I always find them important, because how could anyone not, but I am only able to enjoy them if I end up caring considerably for the dead characters and/or the characters who are grieving themselves.

This book contains three alternative points of view: two girls and one boy. All three characters—Autumn, Logan and Shay—have lost someone they loved, whether it be a boyfriend, friend or family member.

The latter also died under various tragic circumstances. One loved one died from an illness, another in a car accident, and the third committed suicide. This means that the grieving process for each of the characters is different.

Unfortunately, it takes a while for the characters to have even a very limited connection to one another other than the fact that they have all lost someone they cared about deeply. And of what I know, they never interact with one another (I admit I skipped some uneventful parts).
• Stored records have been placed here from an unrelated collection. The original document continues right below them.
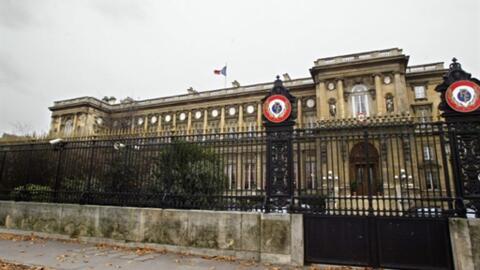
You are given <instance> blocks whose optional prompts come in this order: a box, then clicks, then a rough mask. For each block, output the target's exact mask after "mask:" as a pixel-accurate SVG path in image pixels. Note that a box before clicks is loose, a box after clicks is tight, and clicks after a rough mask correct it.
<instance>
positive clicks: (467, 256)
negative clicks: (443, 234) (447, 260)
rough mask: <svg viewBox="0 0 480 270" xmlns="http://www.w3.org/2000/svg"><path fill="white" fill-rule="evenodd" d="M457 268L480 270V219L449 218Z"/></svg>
mask: <svg viewBox="0 0 480 270" xmlns="http://www.w3.org/2000/svg"><path fill="white" fill-rule="evenodd" d="M449 228H450V239H451V242H452V253H453V261H454V264H455V269H456V270H467V269H468V270H480V219H463V218H452V219H450V220H449Z"/></svg>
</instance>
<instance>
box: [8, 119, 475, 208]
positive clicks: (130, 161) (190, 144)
mask: <svg viewBox="0 0 480 270" xmlns="http://www.w3.org/2000/svg"><path fill="white" fill-rule="evenodd" d="M472 132H473V133H475V134H476V135H478V136H480V131H479V130H472ZM453 133H454V129H452V128H451V127H450V126H448V125H447V124H446V123H443V122H435V123H407V122H405V123H403V122H402V123H398V124H394V125H392V124H391V123H390V124H388V125H381V124H376V125H362V124H359V125H349V126H342V125H333V126H320V127H317V128H310V129H297V130H295V131H294V133H293V135H292V142H293V151H292V155H293V160H294V166H293V167H294V173H293V179H292V186H293V191H292V192H293V194H292V197H291V198H292V199H290V201H289V205H288V207H282V208H278V209H269V210H271V211H296V212H307V213H316V214H322V215H376V216H415V217H437V216H454V215H456V214H457V213H458V211H459V209H458V203H457V202H458V200H462V198H459V195H458V194H459V192H457V190H456V187H457V185H456V184H455V181H454V175H455V173H454V171H453V169H454V168H453V166H452V160H453V157H452V154H451V151H452V150H451V147H450V143H451V142H450V140H451V138H452V136H453V135H452V134H453ZM267 139H268V138H267V135H266V133H264V132H245V133H223V134H208V135H187V136H163V137H140V138H139V137H137V138H127V137H116V138H109V139H91V140H65V141H59V142H57V143H56V144H50V143H48V142H44V143H30V144H14V145H13V144H12V145H0V199H2V200H17V201H41V202H59V203H81V204H108V205H125V206H142V207H161V208H184V209H214V210H216V209H218V210H243V211H265V209H266V208H265V206H266V201H267V198H266V183H267V181H266V169H265V168H266V153H265V151H266V144H267ZM469 210H470V209H469ZM471 210H472V211H476V210H475V209H471Z"/></svg>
It reads well, but you have to really be interested to begin with, seeing that it’s not a surprising novel. It’s pleasant, insomuch as the writing is good, the characters are diverse and have distinct personalities and the atmosphere is mostly a whimsical sort of calm.

But I don’t see the point of having three characters if you’re not going to make them interact with one another in a meaningful way. Why not write three separate books that each contain one of these three characters instead? I was expecting the characters to meet and help each other out, but that’s not how it works in this story.

I think this could have been something. ‘‘Could have,’’ what sad words.